Gasoline is made from many different hydrocarbons that boil at different temperatures. This process is called distillation. The boiling temperatures are generally reported for the initial boiling point, 10%, 50%, 90% and the end boiling point. These numbers tell you how a gasoline will perform. The Reid Vapor Pressure RVP impacts the temperature of the initial boil and 10% points. A gasoline with low 10% and 50% boil points can improve performance considerably under some conditions, but you can run the risk of vapor lock.

When a racer uses a gasoline with a very low initial boiling point, the fuel volatilizes easier. They are using a mechanical fuel pump with 10 to 15 feet of fuel line, it can vapor lock because the gas is volatile, especially in warm operating conditions.
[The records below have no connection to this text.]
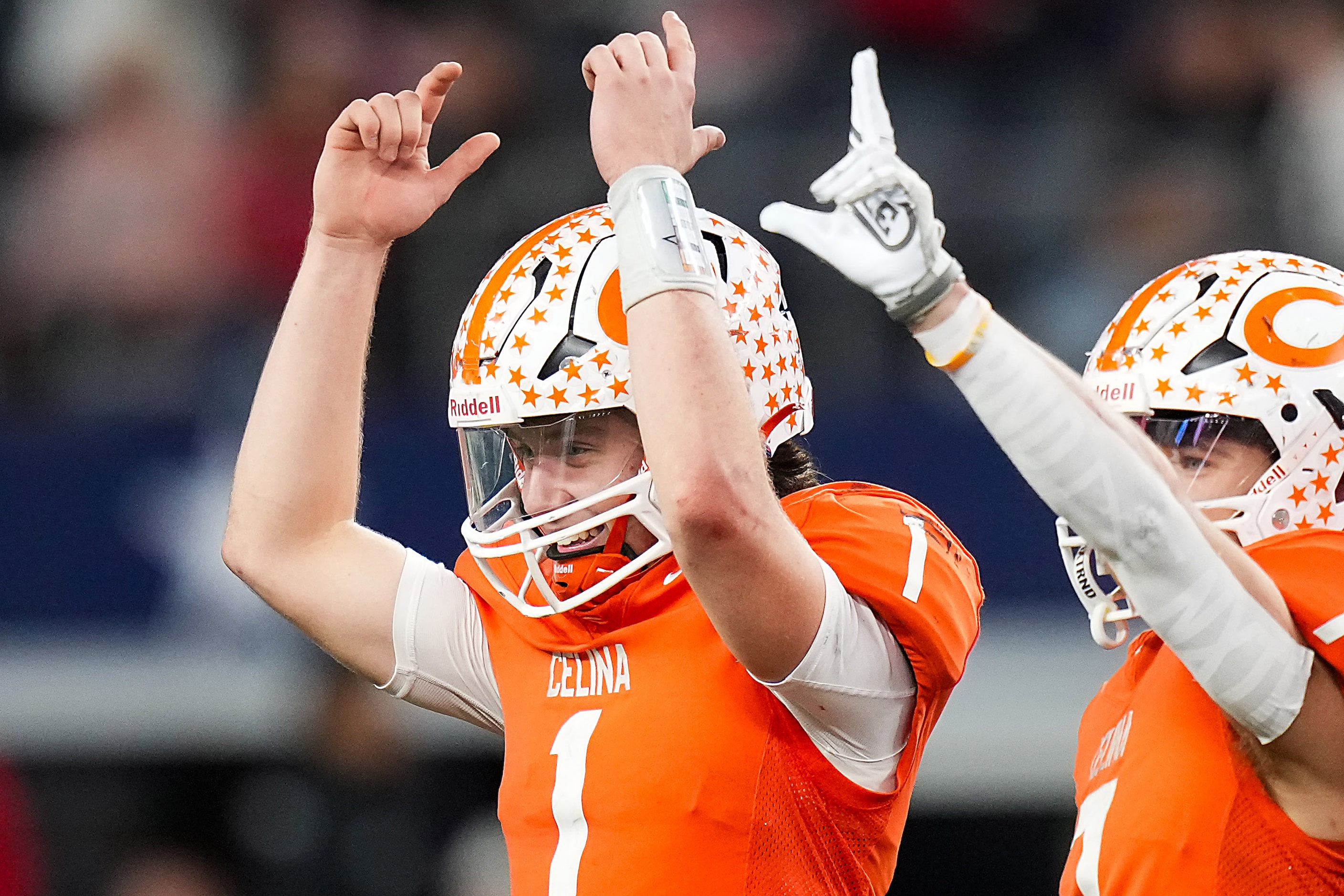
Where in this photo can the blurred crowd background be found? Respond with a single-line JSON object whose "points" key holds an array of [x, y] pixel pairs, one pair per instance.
{"points": [[167, 734]]}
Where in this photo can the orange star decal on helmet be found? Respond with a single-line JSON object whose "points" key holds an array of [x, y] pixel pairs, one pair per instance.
{"points": [[490, 293]]}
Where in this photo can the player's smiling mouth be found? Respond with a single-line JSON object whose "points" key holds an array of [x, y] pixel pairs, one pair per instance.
{"points": [[581, 542]]}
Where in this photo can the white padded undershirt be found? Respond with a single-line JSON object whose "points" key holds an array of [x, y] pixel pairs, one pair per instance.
{"points": [[854, 692]]}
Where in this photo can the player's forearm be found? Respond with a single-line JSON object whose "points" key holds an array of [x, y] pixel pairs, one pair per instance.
{"points": [[1085, 470], [728, 530], [297, 472]]}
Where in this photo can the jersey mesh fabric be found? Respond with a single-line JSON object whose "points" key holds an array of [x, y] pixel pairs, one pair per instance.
{"points": [[1188, 816], [1267, 855], [804, 841]]}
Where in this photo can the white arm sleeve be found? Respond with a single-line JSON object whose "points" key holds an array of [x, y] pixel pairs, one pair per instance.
{"points": [[854, 692], [1246, 663], [443, 656]]}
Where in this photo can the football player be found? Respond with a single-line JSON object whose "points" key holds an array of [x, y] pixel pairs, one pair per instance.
{"points": [[711, 675], [1213, 762]]}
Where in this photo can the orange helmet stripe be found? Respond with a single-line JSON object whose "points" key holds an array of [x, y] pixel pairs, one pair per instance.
{"points": [[476, 327], [1108, 360]]}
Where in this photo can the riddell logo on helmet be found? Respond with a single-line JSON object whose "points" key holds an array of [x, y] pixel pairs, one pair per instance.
{"points": [[1116, 393], [473, 406]]}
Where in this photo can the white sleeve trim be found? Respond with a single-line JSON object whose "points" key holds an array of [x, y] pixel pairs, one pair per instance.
{"points": [[854, 692], [443, 655]]}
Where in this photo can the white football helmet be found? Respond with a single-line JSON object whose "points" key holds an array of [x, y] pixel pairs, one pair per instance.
{"points": [[1246, 347], [541, 354]]}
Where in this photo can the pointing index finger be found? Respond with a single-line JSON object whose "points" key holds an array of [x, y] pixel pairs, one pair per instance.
{"points": [[435, 86], [680, 50], [869, 116]]}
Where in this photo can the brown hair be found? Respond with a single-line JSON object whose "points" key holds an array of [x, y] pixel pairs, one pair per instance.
{"points": [[792, 469]]}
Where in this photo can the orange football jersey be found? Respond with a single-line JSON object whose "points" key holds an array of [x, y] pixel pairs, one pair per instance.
{"points": [[642, 758], [1167, 800]]}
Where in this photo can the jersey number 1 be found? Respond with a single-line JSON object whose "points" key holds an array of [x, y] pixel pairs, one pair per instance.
{"points": [[1092, 819], [570, 751]]}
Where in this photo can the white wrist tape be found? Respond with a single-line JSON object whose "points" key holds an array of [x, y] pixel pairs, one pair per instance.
{"points": [[955, 340], [657, 238], [1246, 663]]}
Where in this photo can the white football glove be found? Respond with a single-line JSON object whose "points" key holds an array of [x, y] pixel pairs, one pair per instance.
{"points": [[882, 234]]}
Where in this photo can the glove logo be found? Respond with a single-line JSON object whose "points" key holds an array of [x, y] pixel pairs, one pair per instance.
{"points": [[889, 215]]}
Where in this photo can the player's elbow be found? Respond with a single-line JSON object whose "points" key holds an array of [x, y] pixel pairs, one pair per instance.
{"points": [[241, 554], [713, 510]]}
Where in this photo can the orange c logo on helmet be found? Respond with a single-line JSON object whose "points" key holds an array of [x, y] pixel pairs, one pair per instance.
{"points": [[1262, 339], [611, 316]]}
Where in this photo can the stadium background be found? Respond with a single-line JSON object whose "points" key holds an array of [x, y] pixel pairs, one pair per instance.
{"points": [[170, 737]]}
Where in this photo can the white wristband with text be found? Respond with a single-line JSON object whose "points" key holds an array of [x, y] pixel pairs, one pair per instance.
{"points": [[657, 237]]}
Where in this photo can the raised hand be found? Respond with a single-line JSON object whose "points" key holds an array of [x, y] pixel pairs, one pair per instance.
{"points": [[882, 234], [643, 96], [374, 182]]}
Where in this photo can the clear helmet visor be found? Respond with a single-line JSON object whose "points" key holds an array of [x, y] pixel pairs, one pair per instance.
{"points": [[525, 473], [570, 496], [1217, 456]]}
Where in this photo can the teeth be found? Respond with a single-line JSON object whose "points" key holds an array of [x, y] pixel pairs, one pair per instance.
{"points": [[581, 536]]}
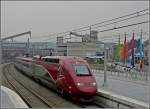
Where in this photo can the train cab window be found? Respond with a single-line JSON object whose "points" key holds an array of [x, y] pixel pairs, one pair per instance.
{"points": [[81, 70]]}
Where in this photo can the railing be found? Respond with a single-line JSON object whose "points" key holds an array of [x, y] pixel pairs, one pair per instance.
{"points": [[130, 73]]}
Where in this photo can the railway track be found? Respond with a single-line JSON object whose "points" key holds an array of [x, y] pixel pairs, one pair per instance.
{"points": [[32, 97]]}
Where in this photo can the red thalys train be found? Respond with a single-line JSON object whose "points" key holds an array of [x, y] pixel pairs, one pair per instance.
{"points": [[71, 75]]}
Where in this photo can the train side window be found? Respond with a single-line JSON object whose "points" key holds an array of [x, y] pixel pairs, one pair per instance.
{"points": [[52, 60]]}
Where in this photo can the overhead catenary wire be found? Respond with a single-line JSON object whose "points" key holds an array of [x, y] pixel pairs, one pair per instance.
{"points": [[64, 33], [124, 26]]}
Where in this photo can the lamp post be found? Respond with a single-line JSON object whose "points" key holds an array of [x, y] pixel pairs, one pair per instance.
{"points": [[105, 65]]}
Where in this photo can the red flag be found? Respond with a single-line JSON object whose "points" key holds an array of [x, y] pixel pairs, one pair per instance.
{"points": [[132, 50]]}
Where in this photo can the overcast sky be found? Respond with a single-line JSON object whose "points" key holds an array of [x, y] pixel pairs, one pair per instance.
{"points": [[47, 17]]}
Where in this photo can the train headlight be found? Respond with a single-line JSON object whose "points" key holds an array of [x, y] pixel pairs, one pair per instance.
{"points": [[80, 84]]}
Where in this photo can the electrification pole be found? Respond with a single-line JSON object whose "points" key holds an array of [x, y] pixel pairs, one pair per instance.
{"points": [[105, 65], [0, 50]]}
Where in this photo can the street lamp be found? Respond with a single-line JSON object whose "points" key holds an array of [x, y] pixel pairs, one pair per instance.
{"points": [[105, 65]]}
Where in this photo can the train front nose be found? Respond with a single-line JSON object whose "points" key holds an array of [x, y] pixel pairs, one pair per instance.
{"points": [[87, 89]]}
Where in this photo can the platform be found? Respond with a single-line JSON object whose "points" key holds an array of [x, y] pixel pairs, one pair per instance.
{"points": [[131, 89]]}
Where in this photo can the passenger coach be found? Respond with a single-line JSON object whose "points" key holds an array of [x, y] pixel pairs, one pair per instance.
{"points": [[71, 75]]}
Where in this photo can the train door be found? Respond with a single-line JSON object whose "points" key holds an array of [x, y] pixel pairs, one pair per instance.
{"points": [[61, 79]]}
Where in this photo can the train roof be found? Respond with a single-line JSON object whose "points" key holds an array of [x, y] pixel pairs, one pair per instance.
{"points": [[62, 57]]}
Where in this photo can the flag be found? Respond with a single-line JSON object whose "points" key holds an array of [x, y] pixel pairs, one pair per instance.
{"points": [[141, 51], [124, 51], [118, 50], [132, 50]]}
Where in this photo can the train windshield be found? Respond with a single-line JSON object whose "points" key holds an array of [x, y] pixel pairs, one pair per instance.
{"points": [[81, 70]]}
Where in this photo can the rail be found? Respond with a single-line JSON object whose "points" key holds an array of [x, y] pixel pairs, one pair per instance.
{"points": [[21, 89]]}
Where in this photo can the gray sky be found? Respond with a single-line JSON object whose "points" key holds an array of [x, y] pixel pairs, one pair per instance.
{"points": [[47, 17]]}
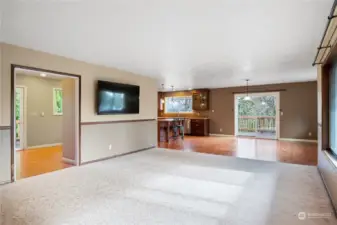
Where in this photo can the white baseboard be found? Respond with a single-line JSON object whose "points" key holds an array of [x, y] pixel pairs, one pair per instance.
{"points": [[44, 146], [69, 161], [221, 135], [299, 140]]}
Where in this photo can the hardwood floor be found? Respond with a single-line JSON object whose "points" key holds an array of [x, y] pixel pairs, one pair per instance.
{"points": [[38, 161], [303, 153]]}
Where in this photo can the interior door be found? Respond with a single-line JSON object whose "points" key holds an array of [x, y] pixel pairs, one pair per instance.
{"points": [[19, 118]]}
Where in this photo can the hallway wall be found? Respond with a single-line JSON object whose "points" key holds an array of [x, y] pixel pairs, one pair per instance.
{"points": [[89, 73], [43, 127]]}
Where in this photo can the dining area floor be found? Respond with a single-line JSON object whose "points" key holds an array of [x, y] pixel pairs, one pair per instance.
{"points": [[295, 152]]}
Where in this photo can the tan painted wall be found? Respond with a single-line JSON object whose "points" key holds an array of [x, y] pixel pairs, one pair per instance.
{"points": [[123, 138], [69, 119], [41, 130], [298, 103], [90, 74]]}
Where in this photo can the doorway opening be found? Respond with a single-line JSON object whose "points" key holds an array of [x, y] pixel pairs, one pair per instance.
{"points": [[45, 121], [257, 115]]}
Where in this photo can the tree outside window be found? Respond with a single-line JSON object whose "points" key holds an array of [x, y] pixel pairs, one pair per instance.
{"points": [[57, 101], [180, 104]]}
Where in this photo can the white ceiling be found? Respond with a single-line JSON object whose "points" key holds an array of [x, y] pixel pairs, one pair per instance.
{"points": [[185, 43]]}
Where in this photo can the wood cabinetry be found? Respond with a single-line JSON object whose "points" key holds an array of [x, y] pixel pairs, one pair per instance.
{"points": [[200, 100], [200, 127]]}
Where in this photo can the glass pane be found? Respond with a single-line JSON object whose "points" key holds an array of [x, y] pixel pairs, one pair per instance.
{"points": [[178, 104]]}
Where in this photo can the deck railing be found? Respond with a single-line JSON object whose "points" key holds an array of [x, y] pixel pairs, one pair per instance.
{"points": [[257, 123]]}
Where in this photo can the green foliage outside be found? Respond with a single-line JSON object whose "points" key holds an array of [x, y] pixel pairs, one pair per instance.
{"points": [[257, 106]]}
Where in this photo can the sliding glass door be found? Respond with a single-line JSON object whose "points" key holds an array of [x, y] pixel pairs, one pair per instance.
{"points": [[257, 115]]}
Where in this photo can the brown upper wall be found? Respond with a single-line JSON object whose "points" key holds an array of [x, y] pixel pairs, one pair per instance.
{"points": [[298, 102]]}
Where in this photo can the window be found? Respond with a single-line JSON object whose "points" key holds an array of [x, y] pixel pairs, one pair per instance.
{"points": [[57, 101], [181, 104]]}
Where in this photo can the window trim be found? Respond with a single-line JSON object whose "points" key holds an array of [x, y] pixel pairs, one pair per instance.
{"points": [[55, 113], [185, 96]]}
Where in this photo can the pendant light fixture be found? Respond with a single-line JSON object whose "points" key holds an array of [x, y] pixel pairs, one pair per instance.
{"points": [[247, 97], [162, 99]]}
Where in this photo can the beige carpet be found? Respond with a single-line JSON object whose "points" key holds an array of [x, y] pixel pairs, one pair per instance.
{"points": [[170, 187]]}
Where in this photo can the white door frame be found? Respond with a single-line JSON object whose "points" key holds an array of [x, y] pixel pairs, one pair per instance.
{"points": [[77, 112], [23, 112], [277, 120]]}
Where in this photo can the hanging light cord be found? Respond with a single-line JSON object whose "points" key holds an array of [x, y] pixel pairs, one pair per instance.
{"points": [[247, 86]]}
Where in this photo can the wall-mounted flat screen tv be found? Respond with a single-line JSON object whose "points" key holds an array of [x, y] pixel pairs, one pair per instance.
{"points": [[116, 98]]}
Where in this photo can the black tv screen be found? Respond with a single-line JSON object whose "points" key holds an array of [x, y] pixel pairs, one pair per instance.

We have not gotten into the exotic stuff because we want our customers to use a fuel they can be satisfied with all the time. They don’t have to look at the air temperature and heat on the track to decide if they can afford to use some trick fuel that weekend or not.

The racer needs to be careful about getting a gasoline that is too volatile, especially if they are using a mechanical fuel pump running off the engine sucks the fuel through 12 feet of fuel line. That process pulls the gas molecules apart, adding to the vaporization of the gasoline. If you run an electric fuel pump mounted at the rear of the car, you are pushing the fuel through a pressurized line. It is not as the likely to vaporize the gasoline in the fuel line. Never run the fuel line by the exhaust system. It will only heat up the gas and cause it to vaporize before it gets to the carburetor.

A difference of five degrees does not matter. Take a look at the 50% point. It is 220 degrees at the 50% point. There are some gasolines with 170 degrees at the 50% point. Those are the ones where people will have problems. The trick of the week can help you win a race this week and lose the next. If the gas vapor locks on them, they are not going to have any power, and everybody will come around them.